OBJECTIVE To construct and validate a machine learning-based risk prediction model for peritoneal dialysis-associated peritonitis (PDAP), identify key predictive factors, and provide a decision-making tool for the early identification of high-risk populations in clinical settings.
METHODS A total of 271 patients undergoing peritoneal dialysis at Zhongshan Hospital of Traditional Chinese Medicine from Jan. 2020 to Dec. 2023 were selected. Patients were divided into a PDAP group (73 cases) and a non-PDAP group (198 cases) according to guidelines. The dataset was randomly divided into a training set (204 cases) and a test set (67 cases) at a ratio of 3:1. Hyperparameters were optimized with five-fold cross-validation (repeated three times), and five machine learning models, including Support Vector Machine, Random Forest, Extreme Gradient Boosting, K-Nearest Neighbor and Least Absolute Shrinkage and Selection Operator (LASSO) regression, were constructed, with the model performance evaluated primarily based on the area under the curve (AUC). The optimal model was determined through comprehensive assessment of model efficacy with receiver operating characteristic curves, confusion matrices and decision curves, and was validated with calibration curves.

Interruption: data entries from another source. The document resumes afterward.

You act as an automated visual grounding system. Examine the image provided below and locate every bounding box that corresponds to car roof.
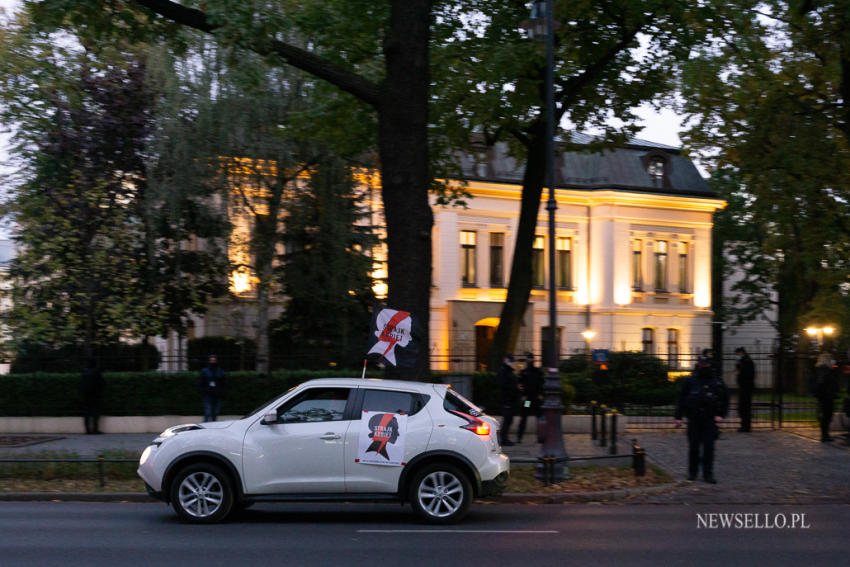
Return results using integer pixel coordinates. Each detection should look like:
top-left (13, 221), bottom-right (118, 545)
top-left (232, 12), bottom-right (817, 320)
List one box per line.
top-left (301, 378), bottom-right (449, 392)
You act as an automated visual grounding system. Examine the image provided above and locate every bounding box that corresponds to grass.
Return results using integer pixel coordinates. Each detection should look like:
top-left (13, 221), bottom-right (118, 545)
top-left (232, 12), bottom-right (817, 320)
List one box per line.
top-left (0, 451), bottom-right (672, 494)
top-left (505, 464), bottom-right (673, 494)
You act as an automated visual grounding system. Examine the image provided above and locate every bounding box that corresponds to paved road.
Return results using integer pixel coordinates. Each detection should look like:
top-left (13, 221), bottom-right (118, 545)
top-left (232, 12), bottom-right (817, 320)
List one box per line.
top-left (633, 429), bottom-right (850, 504)
top-left (0, 502), bottom-right (850, 567)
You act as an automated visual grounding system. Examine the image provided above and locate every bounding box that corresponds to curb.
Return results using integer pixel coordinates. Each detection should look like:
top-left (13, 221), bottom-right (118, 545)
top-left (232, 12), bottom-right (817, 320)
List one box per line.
top-left (0, 482), bottom-right (685, 504)
top-left (0, 492), bottom-right (158, 502)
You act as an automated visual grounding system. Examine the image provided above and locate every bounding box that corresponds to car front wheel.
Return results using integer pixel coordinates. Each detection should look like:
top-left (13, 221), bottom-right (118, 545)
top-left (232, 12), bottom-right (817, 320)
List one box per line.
top-left (410, 464), bottom-right (472, 524)
top-left (171, 463), bottom-right (233, 524)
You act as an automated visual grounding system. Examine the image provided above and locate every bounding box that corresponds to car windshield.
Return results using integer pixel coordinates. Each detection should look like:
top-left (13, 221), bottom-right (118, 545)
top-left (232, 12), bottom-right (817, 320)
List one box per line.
top-left (239, 386), bottom-right (296, 419)
top-left (443, 388), bottom-right (484, 417)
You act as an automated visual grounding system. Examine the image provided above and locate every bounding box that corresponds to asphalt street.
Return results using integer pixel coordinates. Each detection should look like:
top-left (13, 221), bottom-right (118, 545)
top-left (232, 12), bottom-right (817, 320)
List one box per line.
top-left (0, 502), bottom-right (850, 567)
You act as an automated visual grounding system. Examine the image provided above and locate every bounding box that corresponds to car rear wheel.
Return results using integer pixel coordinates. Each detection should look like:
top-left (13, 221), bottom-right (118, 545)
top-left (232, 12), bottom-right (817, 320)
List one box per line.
top-left (409, 463), bottom-right (472, 524)
top-left (171, 463), bottom-right (233, 524)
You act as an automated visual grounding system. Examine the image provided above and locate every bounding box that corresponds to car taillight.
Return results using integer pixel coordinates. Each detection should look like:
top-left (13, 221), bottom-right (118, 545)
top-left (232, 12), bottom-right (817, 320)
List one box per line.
top-left (452, 410), bottom-right (490, 436)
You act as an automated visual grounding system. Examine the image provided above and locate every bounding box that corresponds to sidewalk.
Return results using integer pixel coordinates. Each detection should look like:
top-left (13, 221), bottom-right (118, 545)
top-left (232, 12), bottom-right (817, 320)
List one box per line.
top-left (0, 428), bottom-right (850, 504)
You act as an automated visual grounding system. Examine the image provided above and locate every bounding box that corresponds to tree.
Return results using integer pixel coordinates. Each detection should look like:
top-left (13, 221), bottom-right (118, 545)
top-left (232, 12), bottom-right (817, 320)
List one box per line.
top-left (25, 0), bottom-right (433, 378)
top-left (277, 156), bottom-right (375, 368)
top-left (4, 38), bottom-right (157, 356)
top-left (683, 2), bottom-right (850, 356)
top-left (434, 0), bottom-right (723, 365)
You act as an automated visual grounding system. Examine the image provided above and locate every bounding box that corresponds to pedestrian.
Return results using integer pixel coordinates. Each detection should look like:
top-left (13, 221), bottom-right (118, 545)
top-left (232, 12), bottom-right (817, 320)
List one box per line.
top-left (674, 355), bottom-right (729, 484)
top-left (496, 354), bottom-right (519, 447)
top-left (80, 357), bottom-right (103, 435)
top-left (813, 352), bottom-right (838, 443)
top-left (735, 347), bottom-right (756, 433)
top-left (517, 352), bottom-right (543, 442)
top-left (198, 354), bottom-right (227, 421)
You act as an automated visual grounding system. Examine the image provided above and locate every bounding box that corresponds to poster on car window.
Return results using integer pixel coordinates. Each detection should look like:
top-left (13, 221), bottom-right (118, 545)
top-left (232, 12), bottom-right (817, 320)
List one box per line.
top-left (357, 410), bottom-right (407, 467)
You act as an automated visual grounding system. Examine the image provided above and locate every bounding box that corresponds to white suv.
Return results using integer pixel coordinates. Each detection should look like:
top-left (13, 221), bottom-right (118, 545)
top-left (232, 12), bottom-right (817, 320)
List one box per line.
top-left (138, 378), bottom-right (510, 523)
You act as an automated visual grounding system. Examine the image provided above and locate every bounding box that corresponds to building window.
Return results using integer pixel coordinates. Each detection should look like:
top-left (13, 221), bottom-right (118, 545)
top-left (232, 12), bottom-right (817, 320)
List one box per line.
top-left (667, 329), bottom-right (679, 370)
top-left (460, 230), bottom-right (476, 286)
top-left (655, 240), bottom-right (667, 291)
top-left (679, 242), bottom-right (691, 293)
top-left (641, 327), bottom-right (655, 354)
top-left (555, 238), bottom-right (573, 289)
top-left (490, 232), bottom-right (505, 287)
top-left (646, 157), bottom-right (664, 184)
top-left (632, 240), bottom-right (643, 291)
top-left (531, 236), bottom-right (546, 287)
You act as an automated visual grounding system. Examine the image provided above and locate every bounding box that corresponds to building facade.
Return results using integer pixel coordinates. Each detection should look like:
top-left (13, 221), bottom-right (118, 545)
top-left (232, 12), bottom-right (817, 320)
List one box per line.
top-left (431, 140), bottom-right (724, 371)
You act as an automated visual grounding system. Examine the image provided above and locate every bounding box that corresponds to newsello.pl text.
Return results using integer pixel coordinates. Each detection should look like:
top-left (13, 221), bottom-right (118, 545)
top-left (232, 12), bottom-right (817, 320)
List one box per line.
top-left (697, 512), bottom-right (812, 530)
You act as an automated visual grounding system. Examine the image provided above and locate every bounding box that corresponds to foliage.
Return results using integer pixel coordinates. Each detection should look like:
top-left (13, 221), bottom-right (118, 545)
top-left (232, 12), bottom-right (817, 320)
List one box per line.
top-left (0, 369), bottom-right (379, 417)
top-left (683, 1), bottom-right (850, 348)
top-left (186, 336), bottom-right (257, 371)
top-left (276, 156), bottom-right (376, 368)
top-left (11, 343), bottom-right (160, 374)
top-left (560, 352), bottom-right (678, 408)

RESULTS The PDAP group exhibited higher proportions of hypertension and higher blood glucose levels than the non-PDAP group, while levels of phosphorus, uric acid, transferrin saturation, potassium, calcium, albumin, alanine aminotransferase, total cholesterol, low-density lipoprotein cholesterol and total protein were lower in the PDAP group (P<0.05). In the test set, the LASSO model demonstrated the best comprehensive performance, with an AUC of 0.844, sensitivity of 0.611, specificity of 0.959, positive predictive value of 0.846, negative predictive value of 0.870, F1 score of 0.710 and accuracy of 0.866. Additionally, the LASSO model exhibited the highest net benefit in decision curves (threshold probability range: 0.1−0.8). The calibration curve showed a slope of 1.001, an intercept of 0.095 and a Brier score of 0.119. The LASSO model identified 10 important variables, including combined hypertension, total protein, total cholesterol, potassium, alanine aminotransferase, calcium, transferrin saturation, uric acid, phosphorus and albumin levels.
CONCLUSIONS The LASSO regression model demonstrate excellent performance and clinical utility in PDAP risk prediction. The 10 key indicators identified by the model provide a quantitative basis for the early identification and intervention of high-risk patients.